If one goes back to original narratives during Captain James Cook’s first visit to Hawai’i, he and other sailors wrote astonishingly about the hundreds, perhaps thousands, of Hawaiians, from children to elderly kupuna who easily swam miles out to his anchored Discovery and Resolution ships at Kealakekua Bay on the southwestern coast of the Island of Hawai’i. Inter-island channel swimming probably was not unusual back among Hawaiians then (they probably had to ensure that they were welcome on the other island and not be incarcerated by a warring group), and was revived only in the last four decades.
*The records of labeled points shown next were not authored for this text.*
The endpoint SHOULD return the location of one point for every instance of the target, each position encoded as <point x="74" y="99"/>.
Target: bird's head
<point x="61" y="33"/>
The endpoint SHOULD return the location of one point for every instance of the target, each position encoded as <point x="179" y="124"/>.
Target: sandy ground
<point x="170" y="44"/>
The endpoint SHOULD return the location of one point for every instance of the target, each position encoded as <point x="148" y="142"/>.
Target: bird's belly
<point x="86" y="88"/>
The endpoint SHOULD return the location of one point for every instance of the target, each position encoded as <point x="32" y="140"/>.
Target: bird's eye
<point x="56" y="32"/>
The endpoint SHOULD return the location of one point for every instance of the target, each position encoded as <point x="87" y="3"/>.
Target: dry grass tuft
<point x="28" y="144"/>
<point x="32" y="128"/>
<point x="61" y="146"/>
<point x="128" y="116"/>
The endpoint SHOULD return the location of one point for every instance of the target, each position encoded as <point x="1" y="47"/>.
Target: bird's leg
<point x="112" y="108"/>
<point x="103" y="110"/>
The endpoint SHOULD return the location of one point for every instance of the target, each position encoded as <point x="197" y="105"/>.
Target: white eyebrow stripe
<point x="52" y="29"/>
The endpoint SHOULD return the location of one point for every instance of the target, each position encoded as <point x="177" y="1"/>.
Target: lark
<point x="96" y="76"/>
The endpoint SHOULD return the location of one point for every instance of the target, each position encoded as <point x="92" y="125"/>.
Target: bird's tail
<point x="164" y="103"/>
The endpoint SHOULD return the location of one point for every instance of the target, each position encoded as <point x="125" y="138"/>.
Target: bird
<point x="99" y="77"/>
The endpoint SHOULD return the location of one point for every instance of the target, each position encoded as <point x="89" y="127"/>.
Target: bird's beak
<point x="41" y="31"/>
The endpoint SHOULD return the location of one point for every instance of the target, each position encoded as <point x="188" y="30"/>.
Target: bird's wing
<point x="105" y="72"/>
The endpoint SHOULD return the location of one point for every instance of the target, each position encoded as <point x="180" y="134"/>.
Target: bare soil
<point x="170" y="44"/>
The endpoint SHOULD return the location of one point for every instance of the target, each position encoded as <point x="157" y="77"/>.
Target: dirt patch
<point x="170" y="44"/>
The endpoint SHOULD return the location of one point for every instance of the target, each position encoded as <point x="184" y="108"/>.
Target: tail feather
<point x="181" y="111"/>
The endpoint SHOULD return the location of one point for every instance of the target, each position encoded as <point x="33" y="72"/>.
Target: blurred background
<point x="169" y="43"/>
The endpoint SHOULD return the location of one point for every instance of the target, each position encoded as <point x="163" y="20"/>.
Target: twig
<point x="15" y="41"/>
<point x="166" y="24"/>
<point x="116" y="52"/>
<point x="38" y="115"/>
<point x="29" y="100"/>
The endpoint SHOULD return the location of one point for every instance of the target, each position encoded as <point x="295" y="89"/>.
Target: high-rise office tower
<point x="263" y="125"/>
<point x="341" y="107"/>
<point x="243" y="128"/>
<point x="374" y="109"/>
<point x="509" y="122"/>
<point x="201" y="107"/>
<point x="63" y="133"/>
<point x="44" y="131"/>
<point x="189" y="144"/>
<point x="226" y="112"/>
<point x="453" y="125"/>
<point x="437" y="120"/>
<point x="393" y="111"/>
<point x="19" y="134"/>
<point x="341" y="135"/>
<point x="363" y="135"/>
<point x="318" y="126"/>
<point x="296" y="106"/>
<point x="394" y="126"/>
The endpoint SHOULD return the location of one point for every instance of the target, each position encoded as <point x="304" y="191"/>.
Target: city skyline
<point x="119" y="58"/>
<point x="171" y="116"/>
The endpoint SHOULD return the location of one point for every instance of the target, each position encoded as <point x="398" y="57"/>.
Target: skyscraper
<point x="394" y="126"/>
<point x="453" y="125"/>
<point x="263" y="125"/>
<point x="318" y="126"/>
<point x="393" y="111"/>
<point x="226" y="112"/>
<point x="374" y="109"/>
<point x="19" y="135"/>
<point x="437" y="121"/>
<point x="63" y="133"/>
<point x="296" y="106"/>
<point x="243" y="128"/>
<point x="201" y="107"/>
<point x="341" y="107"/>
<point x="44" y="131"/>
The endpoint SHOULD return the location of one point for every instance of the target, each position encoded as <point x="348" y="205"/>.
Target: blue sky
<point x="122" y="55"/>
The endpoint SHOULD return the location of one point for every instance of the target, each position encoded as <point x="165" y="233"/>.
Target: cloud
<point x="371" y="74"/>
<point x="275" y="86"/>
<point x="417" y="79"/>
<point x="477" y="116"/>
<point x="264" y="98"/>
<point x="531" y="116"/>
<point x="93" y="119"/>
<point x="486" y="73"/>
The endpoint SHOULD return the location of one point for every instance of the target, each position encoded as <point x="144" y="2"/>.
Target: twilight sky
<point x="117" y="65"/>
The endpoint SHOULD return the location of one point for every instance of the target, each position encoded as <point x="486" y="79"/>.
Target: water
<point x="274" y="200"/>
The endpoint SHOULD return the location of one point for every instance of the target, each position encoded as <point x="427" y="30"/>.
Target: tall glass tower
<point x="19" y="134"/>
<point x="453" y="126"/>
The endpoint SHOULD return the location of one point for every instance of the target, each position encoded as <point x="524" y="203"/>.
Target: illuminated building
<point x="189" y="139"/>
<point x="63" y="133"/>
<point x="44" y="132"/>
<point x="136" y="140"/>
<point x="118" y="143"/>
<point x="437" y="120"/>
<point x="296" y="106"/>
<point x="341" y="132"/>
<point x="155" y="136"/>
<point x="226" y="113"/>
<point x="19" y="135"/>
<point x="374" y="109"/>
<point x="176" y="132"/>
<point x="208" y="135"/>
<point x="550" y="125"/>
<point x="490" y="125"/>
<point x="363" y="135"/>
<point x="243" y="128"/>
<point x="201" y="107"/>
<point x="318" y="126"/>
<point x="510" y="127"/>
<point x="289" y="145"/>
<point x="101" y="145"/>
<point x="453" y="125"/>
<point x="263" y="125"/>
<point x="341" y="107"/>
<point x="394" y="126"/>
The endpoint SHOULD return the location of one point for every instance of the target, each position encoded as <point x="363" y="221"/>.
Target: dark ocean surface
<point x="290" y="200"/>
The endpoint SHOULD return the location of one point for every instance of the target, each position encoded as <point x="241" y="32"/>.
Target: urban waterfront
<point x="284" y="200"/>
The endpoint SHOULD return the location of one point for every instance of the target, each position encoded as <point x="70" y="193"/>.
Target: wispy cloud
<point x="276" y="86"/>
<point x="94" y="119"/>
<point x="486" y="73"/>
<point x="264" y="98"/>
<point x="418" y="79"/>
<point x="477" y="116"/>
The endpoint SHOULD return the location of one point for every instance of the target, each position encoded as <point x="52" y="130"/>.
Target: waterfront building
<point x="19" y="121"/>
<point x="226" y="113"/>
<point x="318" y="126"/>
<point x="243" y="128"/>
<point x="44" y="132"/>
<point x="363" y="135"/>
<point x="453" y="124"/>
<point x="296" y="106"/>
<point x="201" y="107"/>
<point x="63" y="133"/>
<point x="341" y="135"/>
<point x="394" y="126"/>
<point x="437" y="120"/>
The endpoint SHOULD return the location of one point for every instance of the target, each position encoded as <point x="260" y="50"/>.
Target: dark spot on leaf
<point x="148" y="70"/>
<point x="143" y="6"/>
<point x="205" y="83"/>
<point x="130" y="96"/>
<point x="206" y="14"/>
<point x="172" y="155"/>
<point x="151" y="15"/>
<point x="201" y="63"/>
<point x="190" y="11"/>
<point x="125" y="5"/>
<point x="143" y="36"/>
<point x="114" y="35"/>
Perhaps a channel swim was thought of back then as a jog along Kihei Road is today.
Perhaps in the future, with increased interest, hundreds and hundreds of swimmers may be completing swims across channels between the Hawaiian islands, and within a few years one heroic individual would conquer the 72-mile Kaieiewaho Channel (Oahu – Kauai). In the early 1970s 18-year old Jonathan Ezer swam across the Molokai Channel, and in the late 1970s he would be the first to attempt the Oahu-Kauai swim, but he was caught in giant waves (picture the climax of the movie "The Perfect Storm") and unable to progress in the open ocean (the Maui-Lanai channel is shallower and less treacherous, and barely 9 miles across – the Kaieiewaho channel is more than seven times longer). Like the climbers of Mt. Everest, the swimmers will attempt the crossing, since the channel is “there” and no one has done it before.
*Amazingly, Blake D. MacNaughton did an entire University of Hawai’i Master’s thesis on the lowly, yet important opelu.